# Word Of The Day:  Catamaran



## SeaBreeze (Sep 5, 2021)

Catamaran

A yacht or other boat with twin hulls in parallel.


----------



## SeaBreeze (Sep 5, 2021)

While vacationing in Hawaii, we had a romantic dinner cruise on a catamaran, with entertainment, great memory.


----------



## Kaila (Sep 5, 2021)

It's very difficult for me to make a sentence with the word _catamaran, 
because I have never seen one or ridden on (in?) one.
_


----------



## SeaBreeze (Sep 5, 2021)

Here is a picture of one of the larger Hawaiian catamarans, bigger than the one we went on.


----------



## Kaila (Sep 5, 2021)

Oh, thank you for that picture. 
So that is what a _catamaran _looks like,
and that is what _two hulls _means.
The _catamaran design_ looks like it could have a nice flat floor for the passengers, and one that does not actually float on or in the water itself.
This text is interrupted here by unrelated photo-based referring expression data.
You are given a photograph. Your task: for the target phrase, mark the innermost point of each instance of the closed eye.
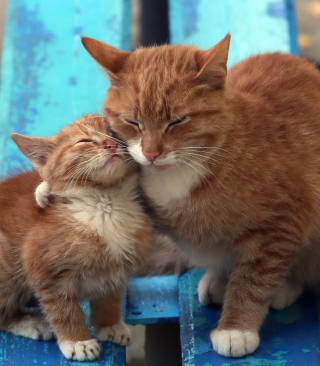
(177, 121)
(132, 123)
(85, 140)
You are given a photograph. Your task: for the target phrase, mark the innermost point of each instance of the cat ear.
(213, 64)
(110, 58)
(36, 149)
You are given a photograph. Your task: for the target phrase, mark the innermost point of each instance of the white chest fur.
(114, 214)
(174, 183)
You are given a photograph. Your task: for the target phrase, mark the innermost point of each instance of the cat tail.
(166, 258)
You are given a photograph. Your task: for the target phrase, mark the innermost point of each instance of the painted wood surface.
(47, 78)
(288, 337)
(255, 25)
(47, 81)
(152, 300)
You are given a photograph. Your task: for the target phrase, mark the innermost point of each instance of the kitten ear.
(110, 58)
(36, 149)
(213, 64)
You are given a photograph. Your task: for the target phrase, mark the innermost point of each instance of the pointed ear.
(213, 64)
(36, 149)
(110, 58)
Very interesting!


----------



## Kaila (Sep 5, 2021)

Now I am recalling that I may have seen pictures, in years past,
of smaller _catamaran _sail boats in  races.
They were peculiar-looking things, nearly all huge _sail_, and very little _boat._


----------



## Shero (Sep 6, 2021)

In the 17th century a fishing community ( Paravas) in Tamil Nadu created the first catamaran. The two hulls of these boats gave stability and balance.


----------



## Pappy (Sep 6, 2021)

See quite a few here in Florida. Also, when we were up north, by the Erie Canal, we would see a few each summer.


----------



## Alligatorob (Sep 6, 2021)

Catamarans are great stable boats.  Charted one in the BVI a few years back, a sailboat.  The charter I went out out of Venice, Louisiana a few months ago was a catamaran, made it much more able to get out to the tuna, picture below.


----------



## RubyK (Sep 6, 2021)

Thanks for the pictures. I never knew what a _Catamaran_ looked like. A sailing _catamaran_ would be fun @Alligatorob and less work.
​


----------



## Kaila (Sep 6, 2021)

Shero said:


> In the 17th century a fishing community ( Paravas) in Tamil Nadu created the first catamaran. The two hulls of these boats gave stability and balance.


Is that in India?


----------



## Shero (Sep 6, 2021)

Kaila said:


> Is that in India?


Yes Kaila, in South India


----------